若年性認知症とは、40歳から64歳に発症した初老期認知症に、18歳から39歳までに発症した若年期認知症を加えた認知症の総称で、令和2年の有病率は2000人に1人と言われています。認知症を引き起こしている原因はアルツハイマー病や頭部外傷・神経系の変性疾患等で、脳細胞の死滅により、知覚・判断・想像・推論・決定・記憶・言語理解等の高次な機能に障害が生じ、日常生活全般に支障が出てくるようになります。

働き盛りのお父さんをはじめ、活動が盛んな若い世代のため、診断を受けると大きなショックが伴い「早期絶望」とも言われるほどです。「信じられない」「認めたくない」という気持ちから、疑われる症状が出始めてから診断を受けるに至るまでに時間がかかるという特徴があります。また、認知症の診断を受けてからも、介護保険等のサービスを受け始めるまでにも時間がかかります。

横浜の若年性認知症の患者数

横浜市の人口が約377万人ですので、その人口に有病率0.0005%を掛けると1,885人(推定)となります。2000人に1人と聞くと少ない割合に感じますが、1,885人と聞くと決して少なくない人数です。

若年性認知症の方の支援体制

診断後、介護保険の各種サービスが利用できるようになっても、高齢者向けのデイサービス等は利用者の年代の違いから利用がためらわれがちです。また、老齢期の認知症より患者が少ないため、問題を共有できる身近な相手が見つからず、家族内で悩みを抱え込んでしまいがちな事も問題点として挙げられます。

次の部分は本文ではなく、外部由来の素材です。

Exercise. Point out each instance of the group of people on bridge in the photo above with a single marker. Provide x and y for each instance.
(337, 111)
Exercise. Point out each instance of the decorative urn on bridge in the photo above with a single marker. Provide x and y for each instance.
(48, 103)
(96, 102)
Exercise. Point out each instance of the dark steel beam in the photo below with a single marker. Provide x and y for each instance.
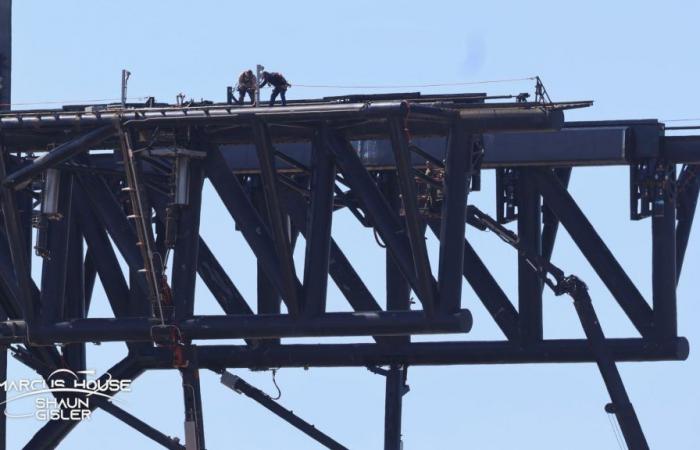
(487, 289)
(530, 235)
(105, 259)
(194, 417)
(208, 267)
(185, 261)
(239, 327)
(663, 261)
(54, 268)
(111, 215)
(393, 400)
(687, 201)
(219, 283)
(423, 353)
(5, 55)
(458, 173)
(90, 275)
(140, 426)
(426, 288)
(240, 386)
(398, 291)
(344, 275)
(53, 432)
(621, 405)
(550, 223)
(60, 154)
(318, 225)
(278, 224)
(74, 299)
(239, 205)
(374, 204)
(595, 251)
(11, 299)
(15, 238)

そのため横浜市では、専門機関と連携し必要な助言を行う若年性認知症支援コーディネーターの配置や、本人同士・家族同士が気持ちの交流をしたり情報交換が出来る交流の場、利用できるサービスや支援制度を掲載した支援者用ツールなどの支援体制が設けられています。

横浜唯一の若年性認知症支援デイサービス

様々な支援があるなか、その支援は‘初期’‘中期’‘後期’と分断されがちなところがあります。そのため‘初期から後期まで’継続しながら、若年性認知症の患者さんに寄り添い、症状の進行抑制や緩和を目指しているGrASP-aoba/GrASP-asahiという若年性認知症に特化したデイサービスがあります。若年性認知症のデイサービスは横浜で唯一、全国的に見てもおそらく稀有な存在だと思います。

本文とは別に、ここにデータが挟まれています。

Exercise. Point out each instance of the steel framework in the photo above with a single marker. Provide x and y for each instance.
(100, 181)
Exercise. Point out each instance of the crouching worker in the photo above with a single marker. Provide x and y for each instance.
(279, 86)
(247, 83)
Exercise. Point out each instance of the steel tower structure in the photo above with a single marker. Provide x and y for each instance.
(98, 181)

先日そのデイサービスGrASP-aobaに伺うことがありました。利用者の年齢的な幅が広く、50代前後の利用者も多いため、誰が職員で誰が利用者なのか中々分かりませんでした。また、若年性認知症デイサービスはGrASPしかないため、区を超えて通っている方もいらっしゃいました。利用されている方の過ごし方もそれぞれで、読書や体操に散歩、初期認知症の方は提携しているお弁当屋さんから委託されたお弁当の配達・洗浄などをされていました。

まとめ

まだまだ社会的認知の低い若年性認知症。‘若年性’というその性質から、まだまだ支援体制や地域の中での居場所が限られているように感じました。今後、支援体制の拡大や地域の中での居場所が増えることで、若年性認知症になっても`あたりまえの生活‘が継続できる環境がつくられていくことを願っています。